Paytm had once been on a trajectory to lead several different verticals in India — in 2017, it was India’s pre-eminent payments app, had an aggressive e-commerce strategy with Paytm Mall, and was entering sectors as diverse as gaming, cloud computing and banking. But the popularity of UPI put paid to its plans — Google, PhonePe and many others launched their own payments products, which rendered Paytm’s own wallets and payments system sort of obsolete. That was a crucial blow — Paytm had hoped that users would use its app regularly for payments, and then it would be able to up-sell all kinds of services such as games and movie tickets to them. But Google and PhonePe now do more UPI transactions than Paytm, which has blunted its ability to upsell the rest of its services.
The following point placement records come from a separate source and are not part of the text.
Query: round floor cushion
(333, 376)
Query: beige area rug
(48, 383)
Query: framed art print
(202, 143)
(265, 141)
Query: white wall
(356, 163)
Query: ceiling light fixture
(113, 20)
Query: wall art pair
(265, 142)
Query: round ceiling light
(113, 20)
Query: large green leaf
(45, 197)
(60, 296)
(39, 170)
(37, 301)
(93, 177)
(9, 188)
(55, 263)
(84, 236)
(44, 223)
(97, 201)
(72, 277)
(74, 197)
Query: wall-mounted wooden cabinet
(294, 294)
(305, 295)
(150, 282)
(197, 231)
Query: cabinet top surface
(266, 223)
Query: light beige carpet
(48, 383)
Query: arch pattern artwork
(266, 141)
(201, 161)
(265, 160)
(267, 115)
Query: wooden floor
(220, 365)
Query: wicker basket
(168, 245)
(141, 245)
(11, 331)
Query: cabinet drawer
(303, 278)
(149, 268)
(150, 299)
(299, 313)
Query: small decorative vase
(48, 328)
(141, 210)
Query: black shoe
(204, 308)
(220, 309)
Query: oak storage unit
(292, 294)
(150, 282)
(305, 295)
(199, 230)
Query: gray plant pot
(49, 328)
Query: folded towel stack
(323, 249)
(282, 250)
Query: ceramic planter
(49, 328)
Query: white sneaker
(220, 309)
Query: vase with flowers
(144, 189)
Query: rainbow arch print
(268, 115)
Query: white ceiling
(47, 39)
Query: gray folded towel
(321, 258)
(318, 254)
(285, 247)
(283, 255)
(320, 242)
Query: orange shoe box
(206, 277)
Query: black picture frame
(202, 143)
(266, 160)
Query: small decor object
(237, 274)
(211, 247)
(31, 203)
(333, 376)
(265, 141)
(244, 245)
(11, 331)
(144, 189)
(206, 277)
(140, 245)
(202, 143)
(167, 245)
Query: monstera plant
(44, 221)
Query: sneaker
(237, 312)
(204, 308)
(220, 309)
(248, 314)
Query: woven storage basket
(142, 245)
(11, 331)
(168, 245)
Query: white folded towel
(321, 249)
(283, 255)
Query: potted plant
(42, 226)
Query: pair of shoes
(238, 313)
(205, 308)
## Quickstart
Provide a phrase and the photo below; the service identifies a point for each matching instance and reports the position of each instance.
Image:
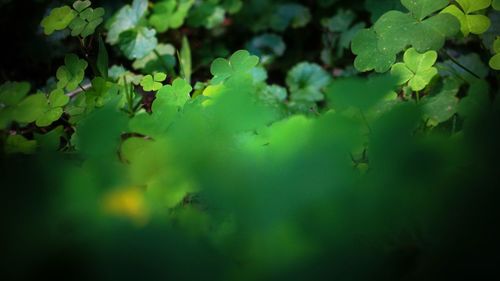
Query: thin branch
(461, 65)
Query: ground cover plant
(250, 140)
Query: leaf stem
(163, 63)
(461, 65)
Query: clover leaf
(86, 22)
(441, 106)
(417, 69)
(369, 55)
(56, 101)
(470, 23)
(495, 60)
(79, 6)
(153, 83)
(138, 43)
(170, 99)
(58, 19)
(306, 82)
(169, 14)
(267, 47)
(11, 94)
(496, 5)
(240, 62)
(418, 28)
(19, 144)
(71, 74)
(294, 15)
(126, 18)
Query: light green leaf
(170, 14)
(369, 55)
(81, 5)
(470, 6)
(57, 98)
(71, 74)
(423, 8)
(11, 93)
(396, 30)
(240, 62)
(126, 18)
(153, 83)
(306, 82)
(469, 23)
(19, 144)
(58, 19)
(31, 108)
(417, 69)
(138, 43)
(495, 60)
(185, 60)
(102, 59)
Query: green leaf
(369, 56)
(31, 108)
(58, 19)
(153, 83)
(161, 59)
(496, 5)
(49, 117)
(71, 74)
(86, 22)
(267, 47)
(240, 62)
(423, 8)
(128, 17)
(440, 107)
(495, 60)
(102, 59)
(11, 93)
(378, 7)
(51, 140)
(19, 144)
(170, 99)
(81, 5)
(396, 30)
(469, 23)
(470, 6)
(185, 60)
(138, 43)
(294, 15)
(417, 69)
(306, 82)
(169, 14)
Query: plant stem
(461, 65)
(164, 64)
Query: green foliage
(417, 69)
(169, 14)
(495, 60)
(267, 47)
(270, 171)
(395, 30)
(71, 74)
(59, 19)
(306, 82)
(341, 29)
(470, 23)
(82, 20)
(239, 62)
(153, 82)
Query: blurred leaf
(417, 69)
(58, 19)
(71, 74)
(306, 82)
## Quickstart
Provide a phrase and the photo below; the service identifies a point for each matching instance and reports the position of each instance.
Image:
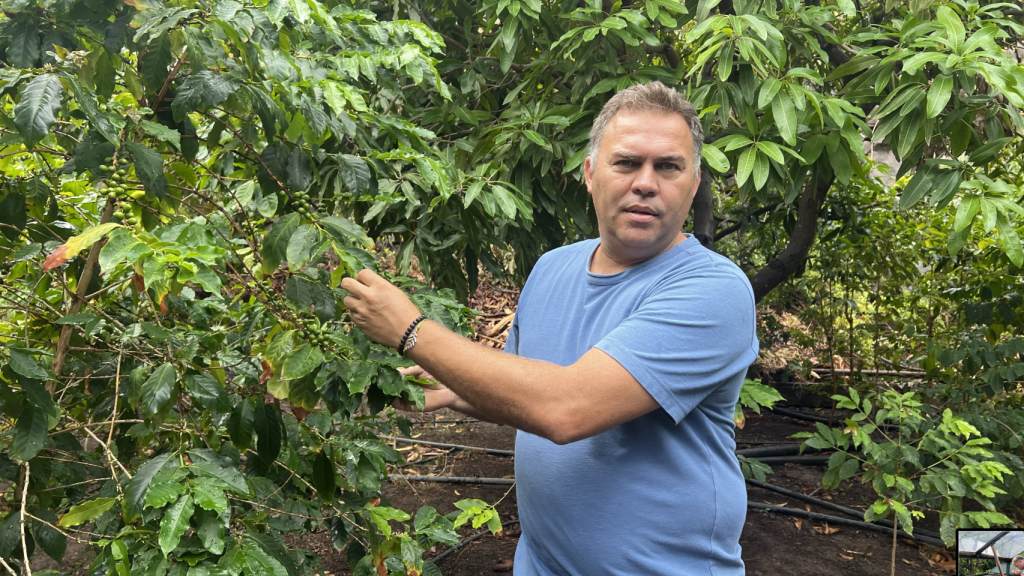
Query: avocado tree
(790, 92)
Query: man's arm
(562, 404)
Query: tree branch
(801, 241)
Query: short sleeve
(687, 337)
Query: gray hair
(653, 96)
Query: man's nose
(645, 182)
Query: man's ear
(588, 174)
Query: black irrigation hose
(782, 450)
(829, 505)
(815, 417)
(803, 460)
(457, 446)
(843, 522)
(455, 479)
(472, 538)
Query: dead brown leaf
(825, 530)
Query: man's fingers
(368, 277)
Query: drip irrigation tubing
(455, 479)
(813, 417)
(457, 446)
(786, 449)
(829, 505)
(838, 521)
(803, 460)
(472, 538)
(778, 450)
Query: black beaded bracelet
(409, 331)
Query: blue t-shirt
(662, 494)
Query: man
(628, 354)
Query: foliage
(924, 462)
Paytm, has, thus, been forced to re-evaluate its plans. It’s now entering even higher-margin businesses such as Paytm Money, which rely more on its brand name than people using its app. It’s also realized that it’ll be unable to compete with Amazon, Flipkart, and now Reliance Jio in the e-commerce space, and is pursuing a lot less aggressive strategy for Paytm Mall. All this would’ve probably contributed to its lower losses — Paytm isn’t spending as heavily on acquiring customers through cashbacks and discounts, which means that its balance sheet numbers are looking better.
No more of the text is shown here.